L'Oréal row minister to resign as Sarkozy party treasurer

Eric Woerth, labour minister embroiled in Liliane Bettencourt tax scandal, seeks to appease critics calling for his resignation

French labour minister Eric Woerth
French labour minister Eric Woerth stepped down as treasurer of the ruling centre-right UMP party today. He is at the centre of a furore over alleged illegal political donations. Photograph: Philippe Wojazer/Reuters

Eric Woerth, the French minister at the heart of a political furore surrounding the fortune of L'Oréal heiress Liliane Bettencourt, said today he would step down as treasurer of Nicolas Sarkozy's party in a move designed to appease critics calling for his resignation from the government.

In the latest twist of a saga which has focused attention on the habits and alleged hypocrisies of the French power elite, the labour minister told journalists this morning he would be giving up his responsibilities over the finances of the rightwing Union for a Popular Movement (UMP) party before the end of the month.

"Yes, I'm going to do it.

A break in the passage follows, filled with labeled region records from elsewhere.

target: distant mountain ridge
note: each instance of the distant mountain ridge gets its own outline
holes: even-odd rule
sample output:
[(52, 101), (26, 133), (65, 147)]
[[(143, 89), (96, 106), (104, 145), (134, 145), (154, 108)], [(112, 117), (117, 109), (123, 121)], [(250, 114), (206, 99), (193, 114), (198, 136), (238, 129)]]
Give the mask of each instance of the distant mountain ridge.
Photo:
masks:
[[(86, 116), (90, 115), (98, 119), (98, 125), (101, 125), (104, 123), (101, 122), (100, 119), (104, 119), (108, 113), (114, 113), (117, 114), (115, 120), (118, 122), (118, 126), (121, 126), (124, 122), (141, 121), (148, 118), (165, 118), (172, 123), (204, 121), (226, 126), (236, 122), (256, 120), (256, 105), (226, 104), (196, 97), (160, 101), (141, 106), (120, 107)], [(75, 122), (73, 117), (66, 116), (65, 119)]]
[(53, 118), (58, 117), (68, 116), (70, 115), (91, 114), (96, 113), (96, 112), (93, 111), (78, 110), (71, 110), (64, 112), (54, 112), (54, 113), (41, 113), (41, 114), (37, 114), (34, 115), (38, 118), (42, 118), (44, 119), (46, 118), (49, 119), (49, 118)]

I will look at the calendar and I will do it, of course," said Woerth, leaving a cabinet meeting at which he presented the president's flagship pensions reform.

Sarkozy, who has backed the former budget minister to the hilt, is depending on Woerth's survival as a credible minister to push through the single biggest – and most divisive – reform of his remaining time in office.

To that end, he said in a television interview last night that he had "advised" Woerth to step down as party treasurer – a fundraising job that has led to accusations of a conflict of interests since suggestions of Bettencourt's tax evasion emerged last month.

Until March, Woerth was France's budget minister in charge of stamping out tax fraud. Opposition critics have accused him of turning a blind eye to the inconsistencies in the management of the 87-year-old heiress's €17bn fortune – a charge vehemently rejected by Woerth and Sarkozy, and ruled out by an official finance ministry report.

It is also Woerth who is directly implicated by allegations of illegal funding to Sarkozy's presidential campaign. He is alleged to have accepted a donation of €150,000 from Bettencourt in the months leading to the president's victory in 2007.

After a television performance hailed by UMP members as a "breath of fresh air" following weeks of alleged scandal and rampant speculation, Sarkozy will hope to raise his floor-scraping approval ratings before Paris goes on summer holiday.

A key part of that effort is focused on the controversial pensions reform, which plans on raising France's legal retirement age from 60 to 62. That proposal – marketed by Woerth as "pragmatic and responsible" and endorsed by the cabinet today – is likely to see the government battered by fresh union-led protests come September.